It is interesting to note that peaches and apricots were being grown at Yateley Hall a full century before the peach garden was recorded in advertisements for Fir Grove. Perhaps this garden was a local influence on Wadham and Catherine Wyndham as to what they could expect to grow.

 

Appendix II of 'The History of Yateley' by G H Stilwell edited by Sydney Loader is a list (extracted from 'Bramshill' by Sir William Cope, Bart) of all the pictures and paintings of the Wyndham family then at Bramshill. These pictures included (no. 10) a pastel of Mr Wadham Wyndham of Fir Grove. Picture no. 36 is of Wadham Wyndham’s brother Thomas Wyndham of Hawkchurch, Dorset and of Yateley, Hants, father of Anne Lady Cope (16). Sir William Cope described the picture as "In murrey-coat, with sword; holding his hat in his right hand." Picture no 41 is of Mr. Helyar Wadham Wyndham, Wadham Wyndham's nephew, described by Sir William Cope as "Half length. In brown velvet coat, white satin waistcoat; the right hand in the pocket, the left on his sword; his hat under his left arm. Architectural background. Son of Mr. Wyndham of Yateley (36) and brother of Anne, Lady Cope (16). Buried in Yateley Church. Died 3rd February, 1789, aged 64."

 

There are two pictures of Wadham Wyndham's sister (inscribed on the back as "Elizabeth, daur of Thomas Wyndham (of Hawkchurch, Dorset), wife to William Pitt, of Kingston, Dorset. ob. circa 1760 aet, 65." Arms on the picture; Pitt impaling Wyndham. Half length, seated; in white satin and lace; in her right hand flowers. A most beautiful and pleasing portrait. I do not know by whom it was painted. Mrs. Pitt was aunt of Anne, Lady Cope (16). *Correction, this is a mistake; the codicil of her will is dated 25th November, 1765, about which time she died, aged 70. She was born in 1695. See also no. 134." Of the second picture (no.134) also of Mrs.
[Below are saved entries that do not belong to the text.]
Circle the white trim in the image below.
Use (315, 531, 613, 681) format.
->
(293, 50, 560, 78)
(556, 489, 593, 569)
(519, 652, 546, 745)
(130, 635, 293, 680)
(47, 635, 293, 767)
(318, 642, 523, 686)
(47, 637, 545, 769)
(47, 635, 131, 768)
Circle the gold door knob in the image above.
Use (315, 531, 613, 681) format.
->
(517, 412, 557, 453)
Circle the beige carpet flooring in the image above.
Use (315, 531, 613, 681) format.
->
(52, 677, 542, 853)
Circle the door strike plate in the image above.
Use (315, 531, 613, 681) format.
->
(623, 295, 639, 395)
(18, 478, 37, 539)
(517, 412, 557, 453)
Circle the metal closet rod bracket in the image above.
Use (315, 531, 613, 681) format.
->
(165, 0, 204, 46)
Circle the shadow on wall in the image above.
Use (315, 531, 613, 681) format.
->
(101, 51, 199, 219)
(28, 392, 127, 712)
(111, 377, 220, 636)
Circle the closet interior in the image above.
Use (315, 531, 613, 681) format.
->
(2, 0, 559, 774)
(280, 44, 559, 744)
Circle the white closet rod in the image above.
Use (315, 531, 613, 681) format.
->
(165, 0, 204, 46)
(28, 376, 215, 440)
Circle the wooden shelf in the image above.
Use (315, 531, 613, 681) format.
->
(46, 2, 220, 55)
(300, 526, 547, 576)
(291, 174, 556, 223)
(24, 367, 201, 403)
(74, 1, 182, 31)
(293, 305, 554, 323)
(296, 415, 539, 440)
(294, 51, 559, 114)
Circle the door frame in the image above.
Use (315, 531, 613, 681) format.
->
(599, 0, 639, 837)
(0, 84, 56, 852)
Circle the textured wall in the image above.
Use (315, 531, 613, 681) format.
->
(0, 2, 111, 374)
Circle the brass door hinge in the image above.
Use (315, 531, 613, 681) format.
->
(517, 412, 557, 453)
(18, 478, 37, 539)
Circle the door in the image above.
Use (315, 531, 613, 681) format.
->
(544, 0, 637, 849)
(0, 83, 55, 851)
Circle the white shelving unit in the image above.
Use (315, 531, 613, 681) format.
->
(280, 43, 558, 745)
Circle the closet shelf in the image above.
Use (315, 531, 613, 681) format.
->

Pitt, Sir William wrote "Elizabeth Wyndham, wife of William Pitt, and aunt of Anne (Wyndham)Lady Cope (16). A charming portrait of the same person as no. 14 in the Red Drawing Room. She holds in her right hand a volume of the 'Spectator' open at 385 which contains as essay 'On Friendship;' a fitting attribute of this lady, who seems, from some of her papers in my possession, to have been of a most amiable disposition, and loving to her friends. She died about 1765."

 

The Yateley Society has been trying to trace the present whereabouts of these Wyndham portraits, without success, for 25 years. The whereabouts of Sir William's 'papers' concerning Mrs Elizabeth Pitt née Wyndham is also unknown.

 

John James of Greenwich carried out considerable works for both sides of the Pitt family. Wadham Wyndham's sister Elizabeth had married William Pitt and, in 1736, was living in the house John James designed at Kingston Maurward(1). The Pitt family seat was at Stratfieldsaye a few miles west of Eversley(2). Elizabeth's father-in-law, George Pitt of Stratfieldsaye had been patron to John James's father, Rector of Stratfield Turgis (1717-1733)(3). Early in his career John James had designed Herriard Park, near Basingstoke, Hants for Thomas Jervoise(4). Wadham's brother Thomas sat as a magistrate with Richard Jervoise, his son. John James built his own house in Eversley in 1724(5), in which year he rebuilt the nave at St Mary's Eversley(6). In 1735, the year Wadham Wyndham purchased the property at Fir Grove, John James built the tower to St Mary's(5}. In 1733 Wadham's sister Elizabeth had been married to William Pitt at St George’s Hanover Square(7), John James’s fashionable new church. Dr Sally Jeffery and John Brushe have attributed Fir Grove to John James on stylistic grounds. The balance of probabilities, considering both stylistic grounds and family connections and influences, is that John James designed the new house at Fir Grove for Wadham & Catherine Wyndham, and at least influenced the design of their garden.

 

FOOTNOTES:

1. George Pitt (ca. 1663-1734), Stratfieldsaye, Hants, carpentry? 1700-10 SJ cat no 70

George Pitt (ca. 1663-1734), Kingston Mauward, Dorset 1717-1720 SJ cat no 54

Thomas ’Diamond’ Pitt (1653-1726), Swallowfield Park, Berks 1718-1726 SJ cat no 71

John Pitt (1704-1787), Encombe, Dorset 1734 SJ cat no 44

2. George Pitt (d.1745 ) at Stratfieldsaye

3. Stratfield Turgis parish registers, HRO. Rev John James was buried 20 Feb 1733

4. Thomas Jervoise (), Herriard, Hampshire 1703-1706 SJ cat no 48

5. John James (1673-1746), Warbrook, Eversley, Hants 1724 SJ cat no 73

6. St Mary’s Eversley, Hants 1724 SJ cat no 4

7. St George’s Hanover Square, 1721-1725 SJ cat no 10

Catalogue numbers are taken from Dr Sally Jeffery: 'John James' unpublished doctoral thesis, London University, 1986, reference in Colvin.